#!/usr/bin/env python
# coding: utf-8

# # Problem 5
# Let $ f(z) = 1 / \Gamma(z)$ where $ \Gamma(z) $ is the gamma function, and let $p(z)$ be the cubic polynomial that best approximates $f(z)$ on the unit disk in the supremum norm $\Vert{\cdot}\Vert_{\infty}$. What is $\Vert{f-p}\Vert_{\infty}$?
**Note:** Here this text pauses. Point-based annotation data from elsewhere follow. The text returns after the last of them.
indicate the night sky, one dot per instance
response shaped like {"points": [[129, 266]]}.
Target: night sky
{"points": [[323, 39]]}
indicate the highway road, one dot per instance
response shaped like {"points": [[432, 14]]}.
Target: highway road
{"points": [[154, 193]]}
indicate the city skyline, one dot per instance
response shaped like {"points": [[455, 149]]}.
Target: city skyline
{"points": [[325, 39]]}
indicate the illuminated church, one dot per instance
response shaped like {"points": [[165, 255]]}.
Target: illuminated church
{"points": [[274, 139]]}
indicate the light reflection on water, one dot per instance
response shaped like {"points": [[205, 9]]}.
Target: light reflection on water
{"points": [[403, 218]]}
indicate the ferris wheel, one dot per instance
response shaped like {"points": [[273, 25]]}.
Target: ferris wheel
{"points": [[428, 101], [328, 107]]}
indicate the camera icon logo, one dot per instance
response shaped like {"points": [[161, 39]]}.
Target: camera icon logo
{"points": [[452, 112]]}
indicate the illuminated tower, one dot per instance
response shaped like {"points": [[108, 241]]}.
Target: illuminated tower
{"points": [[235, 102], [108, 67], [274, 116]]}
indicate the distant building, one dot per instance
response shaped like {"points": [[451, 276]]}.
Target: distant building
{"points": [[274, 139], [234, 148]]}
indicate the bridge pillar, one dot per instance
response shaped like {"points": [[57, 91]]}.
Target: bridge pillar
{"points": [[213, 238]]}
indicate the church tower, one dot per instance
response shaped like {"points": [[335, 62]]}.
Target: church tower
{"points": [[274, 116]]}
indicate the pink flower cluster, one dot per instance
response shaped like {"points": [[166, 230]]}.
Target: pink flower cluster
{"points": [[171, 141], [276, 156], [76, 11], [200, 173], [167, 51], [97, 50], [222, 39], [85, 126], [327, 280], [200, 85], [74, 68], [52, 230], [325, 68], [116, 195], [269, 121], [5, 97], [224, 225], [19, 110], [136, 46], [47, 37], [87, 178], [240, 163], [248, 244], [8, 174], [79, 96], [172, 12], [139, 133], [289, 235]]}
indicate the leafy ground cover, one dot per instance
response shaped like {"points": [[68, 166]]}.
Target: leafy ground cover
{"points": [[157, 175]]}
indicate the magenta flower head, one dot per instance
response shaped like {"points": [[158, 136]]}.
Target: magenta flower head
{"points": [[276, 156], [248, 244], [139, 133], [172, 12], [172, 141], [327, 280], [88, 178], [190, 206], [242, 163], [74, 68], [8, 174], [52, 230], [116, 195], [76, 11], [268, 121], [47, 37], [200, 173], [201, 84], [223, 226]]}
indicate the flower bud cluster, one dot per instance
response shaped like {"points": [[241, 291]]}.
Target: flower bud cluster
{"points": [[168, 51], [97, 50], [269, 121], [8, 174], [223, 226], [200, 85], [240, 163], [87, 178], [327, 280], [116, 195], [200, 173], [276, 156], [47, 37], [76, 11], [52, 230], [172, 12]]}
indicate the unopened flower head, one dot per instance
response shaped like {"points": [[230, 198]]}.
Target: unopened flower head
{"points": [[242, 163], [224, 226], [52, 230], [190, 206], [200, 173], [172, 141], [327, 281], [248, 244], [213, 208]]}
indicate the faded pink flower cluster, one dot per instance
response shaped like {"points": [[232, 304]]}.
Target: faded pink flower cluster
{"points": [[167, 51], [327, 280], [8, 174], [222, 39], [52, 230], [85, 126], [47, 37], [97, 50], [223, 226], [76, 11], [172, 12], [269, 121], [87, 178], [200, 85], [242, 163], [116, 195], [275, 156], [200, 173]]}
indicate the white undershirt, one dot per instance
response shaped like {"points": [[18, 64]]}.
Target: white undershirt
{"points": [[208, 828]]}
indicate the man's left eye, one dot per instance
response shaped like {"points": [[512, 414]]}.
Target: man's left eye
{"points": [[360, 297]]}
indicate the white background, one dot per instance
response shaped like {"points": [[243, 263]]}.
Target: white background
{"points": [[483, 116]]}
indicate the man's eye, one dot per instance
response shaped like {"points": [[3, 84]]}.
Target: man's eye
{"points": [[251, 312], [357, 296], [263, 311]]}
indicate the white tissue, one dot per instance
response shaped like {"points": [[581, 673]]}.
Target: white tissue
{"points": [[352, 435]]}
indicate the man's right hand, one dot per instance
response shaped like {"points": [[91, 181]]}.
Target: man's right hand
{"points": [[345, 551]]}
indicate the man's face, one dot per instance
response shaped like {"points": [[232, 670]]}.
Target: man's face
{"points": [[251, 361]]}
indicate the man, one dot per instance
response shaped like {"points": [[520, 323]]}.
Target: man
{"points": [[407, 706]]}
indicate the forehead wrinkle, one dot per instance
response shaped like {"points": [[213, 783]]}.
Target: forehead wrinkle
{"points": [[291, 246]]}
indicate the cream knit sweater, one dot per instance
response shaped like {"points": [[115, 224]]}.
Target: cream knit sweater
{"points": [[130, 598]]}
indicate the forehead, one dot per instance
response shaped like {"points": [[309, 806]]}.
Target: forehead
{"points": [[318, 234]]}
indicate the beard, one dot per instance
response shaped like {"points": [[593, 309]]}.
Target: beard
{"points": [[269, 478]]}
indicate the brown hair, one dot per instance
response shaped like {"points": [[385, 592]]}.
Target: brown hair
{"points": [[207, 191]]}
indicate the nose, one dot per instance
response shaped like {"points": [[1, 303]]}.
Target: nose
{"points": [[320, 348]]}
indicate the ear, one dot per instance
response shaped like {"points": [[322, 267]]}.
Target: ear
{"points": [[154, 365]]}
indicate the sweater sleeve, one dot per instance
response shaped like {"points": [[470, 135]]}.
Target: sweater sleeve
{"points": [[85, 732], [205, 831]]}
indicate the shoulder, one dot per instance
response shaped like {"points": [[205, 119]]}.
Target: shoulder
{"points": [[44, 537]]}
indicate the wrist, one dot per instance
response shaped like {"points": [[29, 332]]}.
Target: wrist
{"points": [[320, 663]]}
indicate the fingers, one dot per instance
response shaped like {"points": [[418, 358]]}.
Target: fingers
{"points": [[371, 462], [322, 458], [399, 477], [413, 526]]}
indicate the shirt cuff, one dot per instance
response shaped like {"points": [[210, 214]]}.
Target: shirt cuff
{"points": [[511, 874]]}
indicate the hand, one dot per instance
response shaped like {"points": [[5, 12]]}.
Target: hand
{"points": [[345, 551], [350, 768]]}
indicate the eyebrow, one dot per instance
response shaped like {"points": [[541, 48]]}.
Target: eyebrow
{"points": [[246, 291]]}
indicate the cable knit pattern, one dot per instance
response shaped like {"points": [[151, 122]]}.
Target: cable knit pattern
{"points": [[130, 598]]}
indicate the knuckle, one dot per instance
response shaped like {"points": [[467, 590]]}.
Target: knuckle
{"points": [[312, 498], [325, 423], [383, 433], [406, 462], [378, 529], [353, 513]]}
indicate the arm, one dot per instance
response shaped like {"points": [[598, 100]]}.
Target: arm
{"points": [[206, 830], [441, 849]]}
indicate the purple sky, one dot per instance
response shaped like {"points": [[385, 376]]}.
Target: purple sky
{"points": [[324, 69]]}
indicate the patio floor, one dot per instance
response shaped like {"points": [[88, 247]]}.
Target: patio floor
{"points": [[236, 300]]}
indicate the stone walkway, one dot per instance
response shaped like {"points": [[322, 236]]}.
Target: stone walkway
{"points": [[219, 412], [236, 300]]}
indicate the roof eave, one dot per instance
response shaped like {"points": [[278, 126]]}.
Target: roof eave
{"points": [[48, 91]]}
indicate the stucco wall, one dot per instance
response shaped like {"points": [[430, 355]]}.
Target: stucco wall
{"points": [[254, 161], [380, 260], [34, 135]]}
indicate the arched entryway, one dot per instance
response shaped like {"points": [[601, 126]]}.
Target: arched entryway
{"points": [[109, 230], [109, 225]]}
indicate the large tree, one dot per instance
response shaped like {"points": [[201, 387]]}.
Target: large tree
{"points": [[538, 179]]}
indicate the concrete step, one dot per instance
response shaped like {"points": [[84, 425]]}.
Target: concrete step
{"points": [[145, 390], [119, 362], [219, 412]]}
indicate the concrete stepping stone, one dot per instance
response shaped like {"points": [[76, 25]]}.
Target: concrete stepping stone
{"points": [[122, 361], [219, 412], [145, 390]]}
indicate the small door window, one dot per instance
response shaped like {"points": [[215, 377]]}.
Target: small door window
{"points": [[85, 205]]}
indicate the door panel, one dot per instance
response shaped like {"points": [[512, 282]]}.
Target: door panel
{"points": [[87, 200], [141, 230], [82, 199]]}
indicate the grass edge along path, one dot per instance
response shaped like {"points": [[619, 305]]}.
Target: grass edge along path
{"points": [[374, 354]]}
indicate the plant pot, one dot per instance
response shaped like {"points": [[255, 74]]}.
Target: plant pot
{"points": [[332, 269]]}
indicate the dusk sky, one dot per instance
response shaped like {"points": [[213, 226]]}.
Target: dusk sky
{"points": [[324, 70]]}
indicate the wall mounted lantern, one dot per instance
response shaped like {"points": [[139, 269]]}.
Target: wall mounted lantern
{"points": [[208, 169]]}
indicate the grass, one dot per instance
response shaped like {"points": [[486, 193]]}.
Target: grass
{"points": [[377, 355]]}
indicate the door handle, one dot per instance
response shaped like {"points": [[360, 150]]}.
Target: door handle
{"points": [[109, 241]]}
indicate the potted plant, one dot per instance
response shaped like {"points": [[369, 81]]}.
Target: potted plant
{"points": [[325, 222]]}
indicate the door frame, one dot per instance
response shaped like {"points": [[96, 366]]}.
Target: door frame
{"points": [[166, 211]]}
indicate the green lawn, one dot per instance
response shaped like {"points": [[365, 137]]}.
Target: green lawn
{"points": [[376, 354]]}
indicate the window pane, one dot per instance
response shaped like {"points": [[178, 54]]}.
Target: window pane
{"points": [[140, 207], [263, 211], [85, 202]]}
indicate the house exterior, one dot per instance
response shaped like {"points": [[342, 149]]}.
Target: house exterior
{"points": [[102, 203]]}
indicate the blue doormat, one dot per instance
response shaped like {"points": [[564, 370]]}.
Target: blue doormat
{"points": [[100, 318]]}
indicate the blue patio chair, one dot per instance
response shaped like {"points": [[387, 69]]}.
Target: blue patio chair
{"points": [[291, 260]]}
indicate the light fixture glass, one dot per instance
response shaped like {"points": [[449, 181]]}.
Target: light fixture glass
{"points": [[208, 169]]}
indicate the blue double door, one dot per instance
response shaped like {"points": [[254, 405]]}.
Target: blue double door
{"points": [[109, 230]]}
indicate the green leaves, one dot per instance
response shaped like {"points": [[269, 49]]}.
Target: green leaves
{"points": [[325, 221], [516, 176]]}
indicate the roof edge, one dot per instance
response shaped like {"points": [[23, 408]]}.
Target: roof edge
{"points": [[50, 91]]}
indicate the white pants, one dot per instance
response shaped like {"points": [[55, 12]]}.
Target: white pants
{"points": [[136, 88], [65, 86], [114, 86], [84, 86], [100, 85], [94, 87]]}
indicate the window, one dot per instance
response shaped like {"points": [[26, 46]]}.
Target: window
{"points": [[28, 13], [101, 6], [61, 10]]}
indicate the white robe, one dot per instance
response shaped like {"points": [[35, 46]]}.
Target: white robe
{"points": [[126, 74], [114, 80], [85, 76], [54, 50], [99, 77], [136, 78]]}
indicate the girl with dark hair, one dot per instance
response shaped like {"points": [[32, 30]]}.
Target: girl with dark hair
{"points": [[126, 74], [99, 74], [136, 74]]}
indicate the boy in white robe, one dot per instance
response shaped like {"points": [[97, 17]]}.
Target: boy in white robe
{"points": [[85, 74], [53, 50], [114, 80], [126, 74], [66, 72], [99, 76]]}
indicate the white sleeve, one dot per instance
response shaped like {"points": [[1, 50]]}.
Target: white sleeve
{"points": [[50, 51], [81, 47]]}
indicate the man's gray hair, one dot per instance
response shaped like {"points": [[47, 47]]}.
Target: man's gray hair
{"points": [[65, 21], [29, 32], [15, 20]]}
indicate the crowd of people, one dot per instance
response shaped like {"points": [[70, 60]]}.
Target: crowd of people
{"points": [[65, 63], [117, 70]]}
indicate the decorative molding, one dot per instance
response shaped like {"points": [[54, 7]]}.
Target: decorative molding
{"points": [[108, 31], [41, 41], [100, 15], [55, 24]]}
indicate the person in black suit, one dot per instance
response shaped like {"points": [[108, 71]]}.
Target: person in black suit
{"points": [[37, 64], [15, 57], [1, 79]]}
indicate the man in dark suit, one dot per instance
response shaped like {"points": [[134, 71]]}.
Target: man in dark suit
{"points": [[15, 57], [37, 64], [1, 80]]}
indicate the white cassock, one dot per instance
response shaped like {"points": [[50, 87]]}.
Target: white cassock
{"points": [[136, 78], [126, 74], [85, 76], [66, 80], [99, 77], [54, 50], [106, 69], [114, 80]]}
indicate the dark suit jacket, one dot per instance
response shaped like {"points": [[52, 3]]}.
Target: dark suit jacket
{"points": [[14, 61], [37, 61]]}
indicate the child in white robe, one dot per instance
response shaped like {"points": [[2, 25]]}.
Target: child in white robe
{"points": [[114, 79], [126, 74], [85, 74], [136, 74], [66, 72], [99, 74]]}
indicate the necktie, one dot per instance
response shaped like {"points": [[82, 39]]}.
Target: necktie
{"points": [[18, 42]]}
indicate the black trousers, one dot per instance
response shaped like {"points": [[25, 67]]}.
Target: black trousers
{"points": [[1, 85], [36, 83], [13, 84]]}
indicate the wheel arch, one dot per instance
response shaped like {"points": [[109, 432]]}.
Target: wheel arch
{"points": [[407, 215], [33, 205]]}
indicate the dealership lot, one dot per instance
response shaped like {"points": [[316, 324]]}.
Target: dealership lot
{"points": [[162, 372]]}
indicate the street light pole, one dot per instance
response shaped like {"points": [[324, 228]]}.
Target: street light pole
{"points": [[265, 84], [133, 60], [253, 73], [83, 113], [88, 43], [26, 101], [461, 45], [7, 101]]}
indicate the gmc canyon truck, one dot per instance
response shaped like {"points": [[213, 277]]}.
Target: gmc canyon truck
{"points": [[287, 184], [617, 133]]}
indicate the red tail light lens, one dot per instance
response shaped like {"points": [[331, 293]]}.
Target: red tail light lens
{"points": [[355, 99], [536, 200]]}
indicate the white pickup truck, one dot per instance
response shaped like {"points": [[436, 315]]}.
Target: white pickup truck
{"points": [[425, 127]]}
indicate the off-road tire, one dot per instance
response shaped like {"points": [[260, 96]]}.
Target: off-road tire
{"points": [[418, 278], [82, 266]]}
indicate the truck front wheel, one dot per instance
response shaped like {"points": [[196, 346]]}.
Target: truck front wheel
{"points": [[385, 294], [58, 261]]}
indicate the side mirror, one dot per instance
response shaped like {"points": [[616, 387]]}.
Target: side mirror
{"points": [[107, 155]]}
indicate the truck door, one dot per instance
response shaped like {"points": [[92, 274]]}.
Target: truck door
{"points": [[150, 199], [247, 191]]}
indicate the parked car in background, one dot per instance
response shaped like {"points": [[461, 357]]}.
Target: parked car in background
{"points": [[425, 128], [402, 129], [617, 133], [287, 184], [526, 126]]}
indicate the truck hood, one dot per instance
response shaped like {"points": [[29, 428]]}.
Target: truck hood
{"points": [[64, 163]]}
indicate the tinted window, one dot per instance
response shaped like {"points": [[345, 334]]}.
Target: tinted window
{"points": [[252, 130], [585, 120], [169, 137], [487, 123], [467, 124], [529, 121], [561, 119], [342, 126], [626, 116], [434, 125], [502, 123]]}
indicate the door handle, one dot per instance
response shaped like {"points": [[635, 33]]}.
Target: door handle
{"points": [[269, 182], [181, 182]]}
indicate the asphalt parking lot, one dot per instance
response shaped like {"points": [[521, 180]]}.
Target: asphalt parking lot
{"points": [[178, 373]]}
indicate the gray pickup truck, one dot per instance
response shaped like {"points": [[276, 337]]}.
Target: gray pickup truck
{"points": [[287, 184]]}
# ### Some mathematical preliminaries
# 
# Recall that the supremum norm of a function $f$ defined on domain $D$ is defined by $\Vert{f}\Vert_\infty := \max_{x \in D} |f(x)| $. 
# 
# If we let our optimal polynomial $p(x) := ax^3 + bx^2 + cx + d $, we have that $$ \epsilon := \Vert f-p \Vert_\infty = \max_{x \in D} |f(x)-p(x)| $$ 
# 
# where $D$ is the unit disk.
# 
# Now, note that because $1/\Gamma(x)$ and $p(x)$ are entire functions, we have that, by the [maximum principle](https://en.wikipedia.org/wiki/Maximum_modulus_principle) that the maximum lies on the boundary of $D$, i.e. the unit circle.
# 
# We therefore have 
# $$\epsilon = \min_{a,b,c,d \in \mathbb{R}} \max_{\theta \in [0,2 \pi)} \left|\frac{1}{\Gamma(e^{i\theta})}- \left(a e^{3i\theta} + b e^{2i\theta}  + c e^{i \theta} + d \right) \right| $$
# 
# ### Brute force
# Firstly, we attempt out-of-the-box minimization routines. For an initial guess, we use the coefficients of the Maclaurin series of $f(z)$, namely:
# 
# $$ f(z) \approx f_0(z) = f(0) + f'(0) z + \frac{f''(0)}{2!} z^2  + \frac{f'''(0)}{3!} z^3$$
# 

# In[1]:


import sympy
from sympy import gamma as sp_gamma
from sympy.abc import z

sympy.series(1/sp_gamma(z), z, n=4)


# We have that:
# 
# $$(a_0, b_0, c_0, d_0) = \left( \frac{\gamma^2}{2} - \frac{\pi^2}{12} , \gamma, 1, 0\right) \approx (-0.655878, 0.577216, 1, 0) $$
# 
# We first use [differential evolution](https://docs.scipy.org/doc/scipy/reference/generated/scipy.optimize.differential_evolution.html) to find a rough global minimum of the error:

# In[13]:


from scipy.special import gamma
from scipy.optimize import differential_evolution, minimize
from numpy import cos, sin, pi
from tqdm import tqdm_notebook as tqdm
import numpy as np

cis = lambda t: cos(t) + 1j*sin(t)

a0, b0, c0, d0 = (-0.655878, 0.577216, 1, 0)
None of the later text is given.